Der überragende spanische Komponist und Jesuitenmönch Tomás Luis de Victoria (1548-1611) hielt sich die meiste Zeit seines aktiven Lebens in Rom als Nachfolger Palestrinas auf. Zurückgekehrt nach Spanien leitete er die Kapelle des kaiserlichen Klosters De las Descalzas de Santa Clara (der barfüßigen Nonnen) und war nebenbei der persönliche Kaplan der verwitweten Kaiserin Maria. Bis jetzt konnte ich mir Victorias Musik, der ausschließlich sakrale Werke komponiert hat, nur in der hallig-feierlichen Akustik eines Kirchenschiffes und „im Weihrauchnimbus“ vorstellen. Hier nun hören wir Victoria „da camera“, sozusagen unplugged, was natürlich nicht stimmt, weil jeder Sänger (ganz im Trend in einfacher Besetzung) sogar ein eigenes Mikrofon hat. Im Booklet-Text, Autor ist der Leiter des Ensembles selbst, erfahren wir, welch großen Eindruck Andrew Parrots Aufnahmen mit dem Taverner Consort auf den Neunzehnjährigen damals gemacht hatten: „The way of interpreting religious polyphony, closer in style to the madrigal, was new to me. It thrilled me. And then I thought:  […] Could vocal lines be rescued from choral anonymity, be given back their individuality, be stripped, albeit partially, oft that all-unifying blanket of cathedral reverberation? […] “ Das, was sich Raúl Mallavibarrena für die Produktion dieser Victoria-CD vorgenommen hat („I call them ‚motets with swing‘“), hat er auch verwirklicht. Der Gesang seiner Ensemble-Mitglieder klingt in der Tat eher profan, also durchaus voller Wärme und Emotionalität. Und dabei ist nicht beabsichtigt (und auch nicht nötig), es an Sauberkeit der Intonation mit den Reinheitsfetischisten aufzunehmen, derer es heute genug gibt (vielleicht mehr als zu Victorias Zeiten…). Aber es bleibt zumindest Geschmackssache, ob man Victoria in dieser Weise aufführen soll. Wem dies gefällt, dem gefallen Madrigale beispielsweise von Luca Marenzio vielleicht noch besser.

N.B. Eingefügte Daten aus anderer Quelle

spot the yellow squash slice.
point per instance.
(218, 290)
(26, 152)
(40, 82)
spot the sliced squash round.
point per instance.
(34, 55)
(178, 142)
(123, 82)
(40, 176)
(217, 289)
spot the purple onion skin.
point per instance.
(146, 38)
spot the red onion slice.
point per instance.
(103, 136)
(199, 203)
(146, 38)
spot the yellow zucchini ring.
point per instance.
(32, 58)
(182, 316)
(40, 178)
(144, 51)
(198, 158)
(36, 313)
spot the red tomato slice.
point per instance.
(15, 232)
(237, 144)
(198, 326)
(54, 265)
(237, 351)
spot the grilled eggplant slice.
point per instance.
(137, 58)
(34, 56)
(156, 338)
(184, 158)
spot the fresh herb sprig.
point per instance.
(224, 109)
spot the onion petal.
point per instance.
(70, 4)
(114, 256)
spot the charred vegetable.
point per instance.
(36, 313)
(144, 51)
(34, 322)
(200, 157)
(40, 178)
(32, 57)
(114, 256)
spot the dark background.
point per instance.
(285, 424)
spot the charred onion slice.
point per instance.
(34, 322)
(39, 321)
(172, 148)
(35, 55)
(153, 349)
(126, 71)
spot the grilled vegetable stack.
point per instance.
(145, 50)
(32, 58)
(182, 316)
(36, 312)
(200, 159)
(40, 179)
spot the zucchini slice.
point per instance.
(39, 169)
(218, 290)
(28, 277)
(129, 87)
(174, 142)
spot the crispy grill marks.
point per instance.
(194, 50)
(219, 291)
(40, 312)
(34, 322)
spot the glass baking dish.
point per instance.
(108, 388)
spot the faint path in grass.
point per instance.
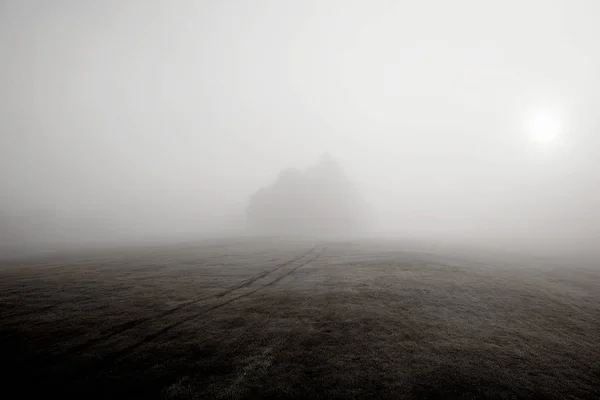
(116, 356)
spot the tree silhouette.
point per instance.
(318, 201)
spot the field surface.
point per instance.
(240, 319)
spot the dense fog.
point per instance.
(129, 121)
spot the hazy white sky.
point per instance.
(175, 111)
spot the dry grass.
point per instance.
(283, 319)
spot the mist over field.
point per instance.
(135, 121)
(300, 199)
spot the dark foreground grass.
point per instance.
(265, 319)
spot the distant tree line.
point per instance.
(319, 201)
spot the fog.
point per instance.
(127, 121)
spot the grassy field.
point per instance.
(299, 319)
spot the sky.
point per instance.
(127, 118)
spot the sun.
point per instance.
(544, 126)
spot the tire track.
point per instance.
(117, 356)
(124, 327)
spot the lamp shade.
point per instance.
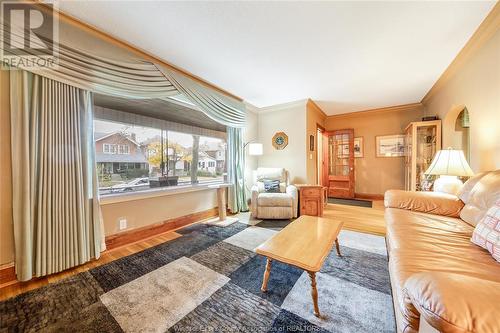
(255, 149)
(450, 162)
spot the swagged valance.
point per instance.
(141, 79)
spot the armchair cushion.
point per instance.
(424, 202)
(274, 200)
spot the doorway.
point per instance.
(339, 163)
(319, 156)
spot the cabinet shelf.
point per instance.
(422, 141)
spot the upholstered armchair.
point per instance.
(280, 203)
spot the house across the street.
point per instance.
(118, 153)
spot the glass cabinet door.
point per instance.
(339, 154)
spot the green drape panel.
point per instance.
(56, 213)
(223, 109)
(237, 197)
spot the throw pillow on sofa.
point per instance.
(487, 232)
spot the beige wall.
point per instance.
(315, 117)
(475, 85)
(375, 175)
(141, 213)
(6, 231)
(291, 119)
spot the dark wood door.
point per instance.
(339, 160)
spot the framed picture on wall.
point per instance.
(358, 147)
(390, 145)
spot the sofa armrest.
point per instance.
(424, 202)
(455, 303)
(292, 190)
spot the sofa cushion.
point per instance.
(425, 202)
(405, 263)
(274, 200)
(410, 230)
(482, 196)
(454, 303)
(487, 232)
(419, 242)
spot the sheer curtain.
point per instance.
(56, 213)
(237, 197)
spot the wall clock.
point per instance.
(280, 140)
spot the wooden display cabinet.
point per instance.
(311, 199)
(422, 141)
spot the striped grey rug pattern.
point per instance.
(209, 280)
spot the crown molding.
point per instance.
(251, 108)
(284, 106)
(317, 107)
(92, 30)
(396, 108)
(484, 32)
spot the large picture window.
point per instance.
(134, 158)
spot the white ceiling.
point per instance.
(346, 56)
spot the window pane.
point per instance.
(212, 159)
(119, 149)
(180, 154)
(131, 158)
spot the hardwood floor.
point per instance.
(369, 220)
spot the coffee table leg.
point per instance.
(266, 275)
(314, 293)
(338, 247)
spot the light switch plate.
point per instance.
(123, 224)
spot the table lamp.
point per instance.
(449, 164)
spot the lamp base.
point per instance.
(448, 184)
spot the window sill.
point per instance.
(160, 192)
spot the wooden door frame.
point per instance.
(352, 171)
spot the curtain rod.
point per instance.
(138, 51)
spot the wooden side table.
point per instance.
(311, 199)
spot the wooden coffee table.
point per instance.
(305, 243)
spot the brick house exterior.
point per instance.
(116, 153)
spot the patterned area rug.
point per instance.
(209, 280)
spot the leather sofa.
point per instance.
(440, 280)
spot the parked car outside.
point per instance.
(134, 185)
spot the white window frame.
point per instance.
(123, 151)
(111, 148)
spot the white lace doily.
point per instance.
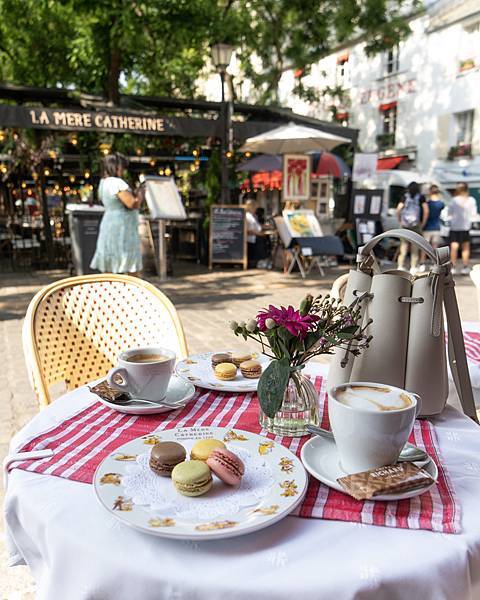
(159, 494)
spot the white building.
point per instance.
(418, 106)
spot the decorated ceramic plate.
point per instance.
(273, 485)
(198, 370)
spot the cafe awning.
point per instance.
(389, 163)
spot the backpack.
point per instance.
(411, 211)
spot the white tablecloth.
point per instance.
(76, 550)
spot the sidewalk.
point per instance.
(205, 301)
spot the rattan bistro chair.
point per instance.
(76, 327)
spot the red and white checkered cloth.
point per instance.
(82, 441)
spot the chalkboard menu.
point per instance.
(228, 235)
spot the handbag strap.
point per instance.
(456, 352)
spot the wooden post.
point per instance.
(46, 219)
(162, 250)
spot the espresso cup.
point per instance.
(371, 423)
(143, 372)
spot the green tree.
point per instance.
(289, 35)
(161, 46)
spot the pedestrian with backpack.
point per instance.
(462, 210)
(412, 214)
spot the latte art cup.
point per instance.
(145, 380)
(372, 436)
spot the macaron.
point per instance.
(225, 371)
(192, 478)
(239, 357)
(220, 357)
(251, 369)
(202, 449)
(165, 456)
(226, 465)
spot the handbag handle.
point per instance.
(439, 256)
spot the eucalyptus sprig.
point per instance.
(292, 337)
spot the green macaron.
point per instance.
(192, 478)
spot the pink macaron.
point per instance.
(226, 465)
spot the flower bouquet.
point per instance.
(290, 337)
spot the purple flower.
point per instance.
(291, 319)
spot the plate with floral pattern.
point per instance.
(198, 370)
(281, 491)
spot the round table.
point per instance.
(76, 550)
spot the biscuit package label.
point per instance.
(401, 477)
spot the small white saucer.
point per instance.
(179, 393)
(320, 457)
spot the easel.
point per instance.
(160, 249)
(164, 203)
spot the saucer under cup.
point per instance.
(145, 379)
(369, 438)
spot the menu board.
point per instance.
(228, 235)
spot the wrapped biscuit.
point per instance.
(391, 479)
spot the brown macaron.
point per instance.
(239, 357)
(220, 357)
(251, 369)
(165, 456)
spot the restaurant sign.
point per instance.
(390, 91)
(84, 120)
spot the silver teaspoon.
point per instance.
(410, 453)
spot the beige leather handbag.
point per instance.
(408, 345)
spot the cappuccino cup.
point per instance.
(143, 372)
(371, 423)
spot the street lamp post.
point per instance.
(221, 55)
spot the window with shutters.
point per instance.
(464, 127)
(391, 61)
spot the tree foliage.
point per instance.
(162, 46)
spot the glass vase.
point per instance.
(299, 408)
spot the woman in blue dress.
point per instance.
(118, 245)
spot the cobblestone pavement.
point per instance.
(205, 301)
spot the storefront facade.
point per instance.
(418, 106)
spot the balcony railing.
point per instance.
(385, 141)
(460, 150)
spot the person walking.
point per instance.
(412, 214)
(118, 245)
(462, 210)
(431, 231)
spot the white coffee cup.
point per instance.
(144, 372)
(370, 426)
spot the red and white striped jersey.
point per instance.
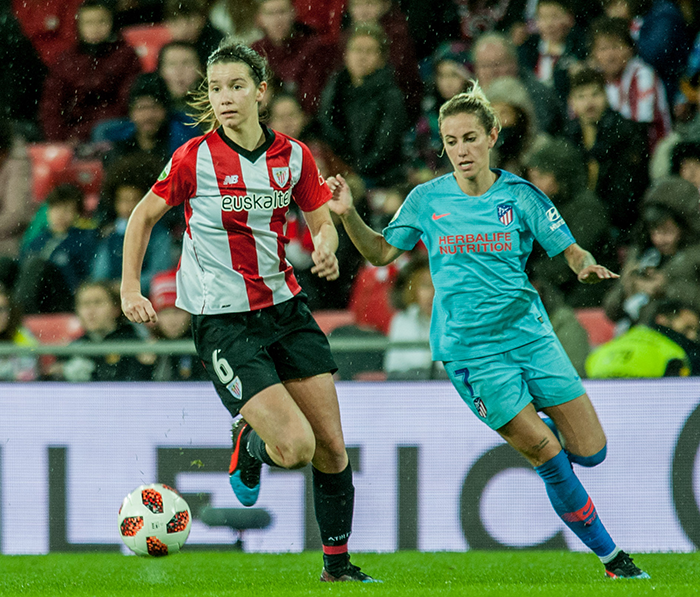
(639, 95)
(235, 202)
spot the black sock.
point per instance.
(256, 448)
(334, 498)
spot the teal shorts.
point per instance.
(497, 387)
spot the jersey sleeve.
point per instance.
(311, 190)
(404, 232)
(177, 181)
(544, 220)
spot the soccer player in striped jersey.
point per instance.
(488, 323)
(253, 331)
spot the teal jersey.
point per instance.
(478, 248)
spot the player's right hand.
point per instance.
(137, 308)
(342, 201)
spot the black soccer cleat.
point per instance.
(349, 573)
(622, 566)
(244, 471)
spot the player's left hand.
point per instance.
(325, 264)
(592, 274)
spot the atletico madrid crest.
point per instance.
(505, 214)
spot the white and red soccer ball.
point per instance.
(154, 520)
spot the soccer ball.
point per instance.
(154, 520)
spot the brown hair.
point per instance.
(474, 102)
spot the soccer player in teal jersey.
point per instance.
(488, 323)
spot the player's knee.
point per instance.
(296, 452)
(589, 461)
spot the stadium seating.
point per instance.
(147, 40)
(594, 320)
(50, 165)
(53, 328)
(361, 364)
(329, 319)
(88, 175)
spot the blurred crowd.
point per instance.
(599, 102)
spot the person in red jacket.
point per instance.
(299, 57)
(90, 81)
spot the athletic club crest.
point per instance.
(236, 388)
(480, 407)
(281, 176)
(505, 214)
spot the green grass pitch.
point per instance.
(408, 574)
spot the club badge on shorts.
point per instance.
(480, 407)
(505, 214)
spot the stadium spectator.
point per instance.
(286, 116)
(266, 356)
(91, 80)
(173, 324)
(450, 75)
(322, 16)
(15, 368)
(298, 57)
(660, 33)
(412, 295)
(55, 262)
(667, 347)
(97, 308)
(572, 335)
(478, 17)
(15, 189)
(519, 135)
(430, 24)
(50, 25)
(686, 130)
(179, 66)
(632, 86)
(127, 181)
(494, 56)
(152, 129)
(236, 19)
(362, 115)
(664, 258)
(187, 21)
(556, 169)
(685, 162)
(558, 47)
(401, 56)
(615, 150)
(22, 74)
(489, 326)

Das Beiheft ist (bis auf Mallavibarrenas subjektive Anmerkungen) leider sehr dürftig ausgefallen. Jemand, der heute noch (trotz der zahlreich im Netz angebotenen Streaming-Dienste) auf das haptische Vergnügen einer CD nicht verzichten will, der möchte vielleicht auch beim Hören in einem gemütlichen Sessel ein schönes Begleitheftchen dazu lesen (Spitzenreiter sind hier z. B. die cpo-Booklets), obwohl er auch im Netz genug Informationen finden könnte. So habe auch ich mir helfen können: Das spanische Ensemble Musica Ficta wurde 1992 von Raúl Mallavibarrena gegründet und ist nicht zu verwechseln mit einem gleichnamigen, 1988 gegründeten kolumbianischen Trio, das sich ebenfalls mit Alter Musik aus Spanien befasst. Über die Harfe, die Sara Águeda spielt, habe ich erfahren: Es ist eine Arpa de dos órdenes, eine Harfe des spanischen Barock, die mit gekreuzten Saiten bespannt ist. Übrigens sind für mich ihre drei eingestreuten Soli wahre Highlights dieser Produktion. Wer mehr von Sara Águeda hören will, dem empfehle ich die vorzügliche Einspielung Un viaje a Nápoles beim gleichen Label. Auch über Tomás Luis de Victoria erfährt man im Booklet so gut wie nichts, aber Mallavibarrena hat wohl eher an einen Hörer gedacht, der den Komponisten schon gut kennt, ihn aber jetzt einmal anders – „alio modo“ eben – hören möchte. Oder er hatte eine sehr junge Zielgruppe im Auge. Das wäre dann auch eine mögliche Erklärung für die Wahl des Bonustracks Gaudete Christus est natus. Dieses bekannte mittelalterliche (oder ist es wirklich siglo XVI, wie Mallavibarrena angibt?) Weihnachts-Carol, wiederum mit viel Swing dargeboten und mit einem fading out am Ende, sollte die CD vielleicht noch zusätzlich ein wenig aufpeppen. Wer auch etwas sehen will, der kann sich Benedicta sit Sancta Trinitas (mit Kommentar von Mallavibarrena) und das Weihnachts-Carol zudem auf YouTube ansehen. Es ist jedenfalls nicht zu leugnen, dass Musica Ficta hier eine sehr kurzweilige und schwungvolle Interpretation, einen Swinging Victoria kreiert haben. Als Einstieg zum Kennenlernen dieses (vielleicht neben Palestrina, Lasso und Byrd) letzten großen Renaissance-Komponisten ist sie eher nicht geeignet. Das ist aber wohl auch nicht beabsichtigt.